Until 1571, year of the great naval battle in Nafpaktos between the western allies and turks, Kythera suffered a population decrease due to the continuing war between Venice and Turkey, because of the fear for raids. The ending of this war signed the reorganisation and strengthening of the island by Venice, as it held an important strategic position.

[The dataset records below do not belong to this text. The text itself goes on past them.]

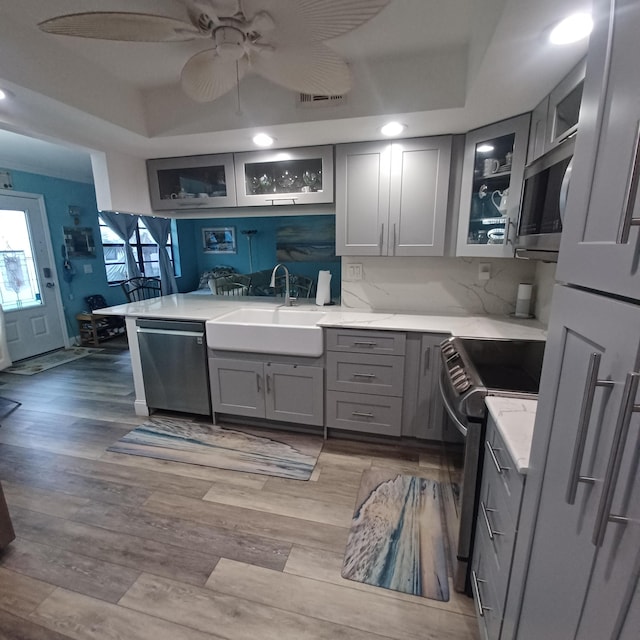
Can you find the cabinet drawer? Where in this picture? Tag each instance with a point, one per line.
(498, 461)
(484, 593)
(383, 342)
(365, 373)
(499, 530)
(365, 413)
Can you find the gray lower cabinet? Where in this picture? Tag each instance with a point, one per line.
(496, 528)
(273, 390)
(365, 380)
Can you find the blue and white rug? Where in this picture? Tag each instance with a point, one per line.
(396, 539)
(282, 454)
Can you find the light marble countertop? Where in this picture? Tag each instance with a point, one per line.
(204, 306)
(514, 418)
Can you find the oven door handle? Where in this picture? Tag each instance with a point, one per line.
(462, 428)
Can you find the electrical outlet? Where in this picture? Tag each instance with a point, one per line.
(355, 271)
(484, 271)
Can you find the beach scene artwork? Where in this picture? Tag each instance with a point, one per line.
(313, 241)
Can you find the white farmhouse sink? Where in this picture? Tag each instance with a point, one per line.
(283, 330)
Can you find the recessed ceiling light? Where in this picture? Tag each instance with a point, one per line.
(262, 140)
(392, 129)
(571, 29)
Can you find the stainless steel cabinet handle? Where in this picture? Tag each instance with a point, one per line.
(427, 361)
(630, 195)
(590, 386)
(564, 190)
(487, 522)
(480, 608)
(494, 459)
(627, 409)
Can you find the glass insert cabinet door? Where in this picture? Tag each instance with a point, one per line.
(491, 188)
(285, 177)
(192, 182)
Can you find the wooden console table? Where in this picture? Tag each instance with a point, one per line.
(94, 328)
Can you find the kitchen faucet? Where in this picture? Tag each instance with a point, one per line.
(288, 300)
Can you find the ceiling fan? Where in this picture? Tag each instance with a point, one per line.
(280, 40)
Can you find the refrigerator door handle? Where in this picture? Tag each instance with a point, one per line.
(583, 426)
(630, 195)
(627, 409)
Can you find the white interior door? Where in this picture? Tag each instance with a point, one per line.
(29, 293)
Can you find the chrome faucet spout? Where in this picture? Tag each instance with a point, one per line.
(287, 298)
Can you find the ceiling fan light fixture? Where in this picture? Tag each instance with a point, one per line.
(263, 140)
(392, 129)
(229, 43)
(573, 28)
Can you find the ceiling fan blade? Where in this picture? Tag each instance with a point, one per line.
(301, 21)
(315, 69)
(121, 26)
(207, 76)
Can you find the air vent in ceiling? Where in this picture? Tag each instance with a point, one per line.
(308, 100)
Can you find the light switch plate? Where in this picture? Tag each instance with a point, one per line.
(355, 271)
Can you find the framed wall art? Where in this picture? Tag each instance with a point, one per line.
(219, 240)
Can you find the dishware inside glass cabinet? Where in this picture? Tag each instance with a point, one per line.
(490, 190)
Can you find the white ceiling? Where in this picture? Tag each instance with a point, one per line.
(439, 66)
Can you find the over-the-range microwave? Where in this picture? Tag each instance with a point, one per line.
(544, 199)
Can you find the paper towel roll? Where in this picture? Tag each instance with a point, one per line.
(523, 301)
(323, 290)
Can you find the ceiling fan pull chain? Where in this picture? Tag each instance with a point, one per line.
(239, 112)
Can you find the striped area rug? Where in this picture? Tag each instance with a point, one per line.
(396, 539)
(282, 454)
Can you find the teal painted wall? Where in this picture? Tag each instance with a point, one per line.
(58, 195)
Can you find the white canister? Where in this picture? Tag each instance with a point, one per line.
(523, 301)
(323, 289)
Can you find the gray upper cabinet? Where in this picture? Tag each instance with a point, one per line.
(556, 117)
(391, 197)
(284, 176)
(583, 480)
(193, 182)
(564, 107)
(600, 239)
(492, 178)
(538, 131)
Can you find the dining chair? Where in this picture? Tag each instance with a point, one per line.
(233, 284)
(142, 288)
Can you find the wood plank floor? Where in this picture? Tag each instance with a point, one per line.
(119, 547)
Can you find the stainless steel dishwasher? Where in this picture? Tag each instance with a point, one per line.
(174, 365)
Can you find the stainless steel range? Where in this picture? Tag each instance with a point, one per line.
(473, 368)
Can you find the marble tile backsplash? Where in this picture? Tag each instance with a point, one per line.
(435, 285)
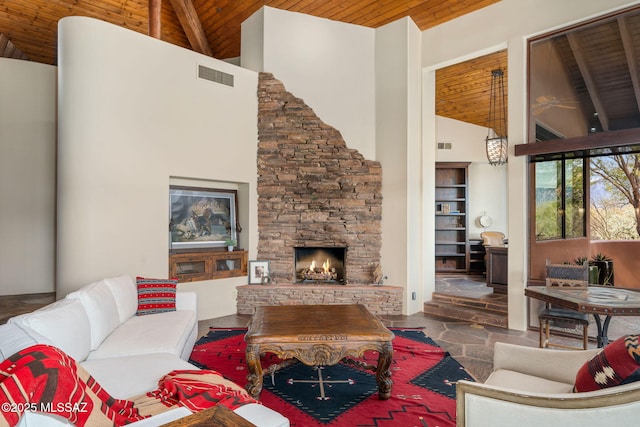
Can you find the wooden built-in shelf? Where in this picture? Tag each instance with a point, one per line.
(207, 265)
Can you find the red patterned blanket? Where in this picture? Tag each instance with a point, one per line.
(42, 378)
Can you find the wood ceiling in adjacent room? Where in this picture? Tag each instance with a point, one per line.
(462, 90)
(31, 25)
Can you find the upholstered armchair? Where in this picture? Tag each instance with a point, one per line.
(492, 238)
(533, 386)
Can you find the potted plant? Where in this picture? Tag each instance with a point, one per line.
(605, 268)
(230, 243)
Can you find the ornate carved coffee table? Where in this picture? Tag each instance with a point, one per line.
(317, 335)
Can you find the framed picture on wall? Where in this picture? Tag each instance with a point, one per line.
(258, 272)
(202, 217)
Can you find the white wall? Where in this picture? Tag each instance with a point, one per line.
(329, 64)
(135, 117)
(398, 148)
(27, 177)
(487, 184)
(506, 23)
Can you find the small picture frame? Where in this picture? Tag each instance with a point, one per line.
(258, 272)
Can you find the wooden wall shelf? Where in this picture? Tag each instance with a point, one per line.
(209, 265)
(452, 244)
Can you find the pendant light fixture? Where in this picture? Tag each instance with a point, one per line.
(497, 143)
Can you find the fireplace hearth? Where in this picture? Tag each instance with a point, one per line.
(318, 265)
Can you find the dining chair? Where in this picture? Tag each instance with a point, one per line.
(564, 276)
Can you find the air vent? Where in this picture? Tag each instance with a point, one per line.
(215, 75)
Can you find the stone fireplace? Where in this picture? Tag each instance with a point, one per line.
(318, 200)
(319, 265)
(313, 191)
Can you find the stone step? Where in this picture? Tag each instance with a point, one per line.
(466, 313)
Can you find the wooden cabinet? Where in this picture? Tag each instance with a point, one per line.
(476, 256)
(207, 265)
(497, 274)
(452, 245)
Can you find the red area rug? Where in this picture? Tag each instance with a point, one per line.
(423, 392)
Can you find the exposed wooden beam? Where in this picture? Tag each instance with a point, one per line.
(616, 138)
(155, 20)
(588, 80)
(192, 26)
(632, 59)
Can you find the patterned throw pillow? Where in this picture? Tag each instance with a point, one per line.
(156, 295)
(618, 363)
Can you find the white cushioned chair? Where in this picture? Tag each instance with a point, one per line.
(531, 386)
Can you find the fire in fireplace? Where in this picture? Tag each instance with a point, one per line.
(319, 264)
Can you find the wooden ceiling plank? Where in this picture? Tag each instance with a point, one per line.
(588, 80)
(155, 18)
(192, 27)
(632, 59)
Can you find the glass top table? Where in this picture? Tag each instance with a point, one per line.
(596, 300)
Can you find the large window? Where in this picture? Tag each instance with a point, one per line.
(560, 199)
(615, 197)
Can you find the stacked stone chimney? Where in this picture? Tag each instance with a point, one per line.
(312, 189)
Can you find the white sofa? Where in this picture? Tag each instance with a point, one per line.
(126, 354)
(532, 386)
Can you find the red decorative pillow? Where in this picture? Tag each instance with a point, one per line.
(618, 363)
(156, 295)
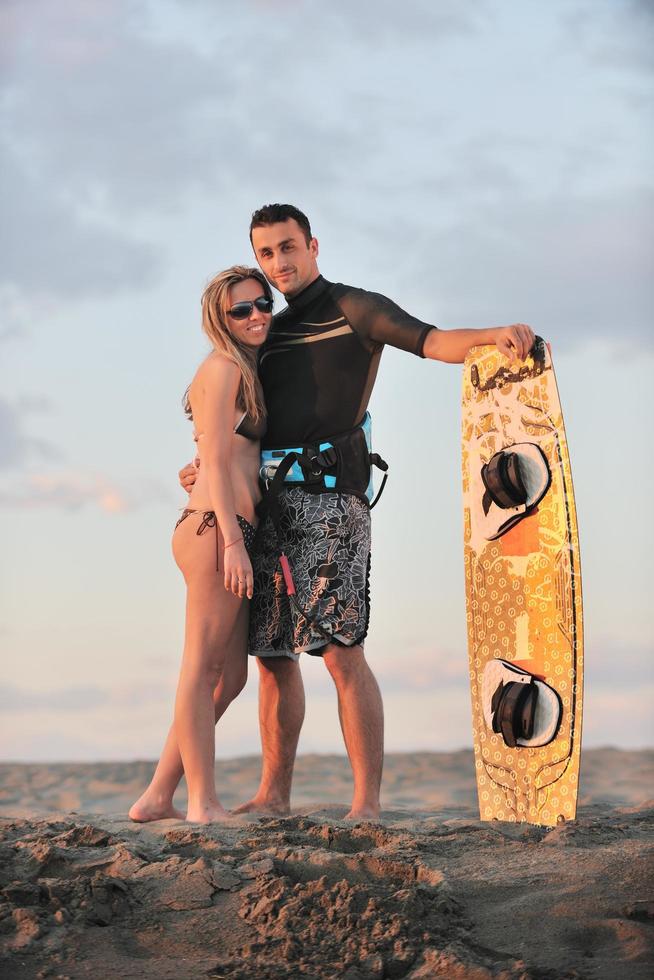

During the 17th century while a lot of venetian colonies fell in turkish hands, in the island found shelter many refuges from Peloponess and Crete. In 1715, during another war between Venice and Turkey, the fort of Kapsali was surrendered to the turks by the venetian commander Marceli after a capitulation. In 1718 Venice took Kythera back with the Passarovic Convention. This was the only period that Kythera suffered from the turkish occupation. In the 18th century the island met high development, which was continued even after the breaking of venetian domination with Campoformio Convention (1797), which gave the Seven Islands - a complex of islands which Kythera is a part of - to France, that had just become a republic and gave hope to the island's people. In 1798 France was forced to surrender the island to the russian-turkish fleet. Until 1800, when the State of the Seven Islands was founded, the island suffered from conflicts and bloody fights. The State and the Constitution of 1803 became one of the first signs of hellenic regeneration and independence which didn't come until the hellenic revolution in 1821. The second french occupation during 1807-1809 contradicted the people's hopes for freedom, while the Ionian State which was created by Paris Convention in November 1815, became an english colony. Kytherians made many efforts to free themselves from the british and unite with Hellas, something that was finally achieved in 1864, when the Ionian Islands were given as a "dower" to George A King of the Hellenes.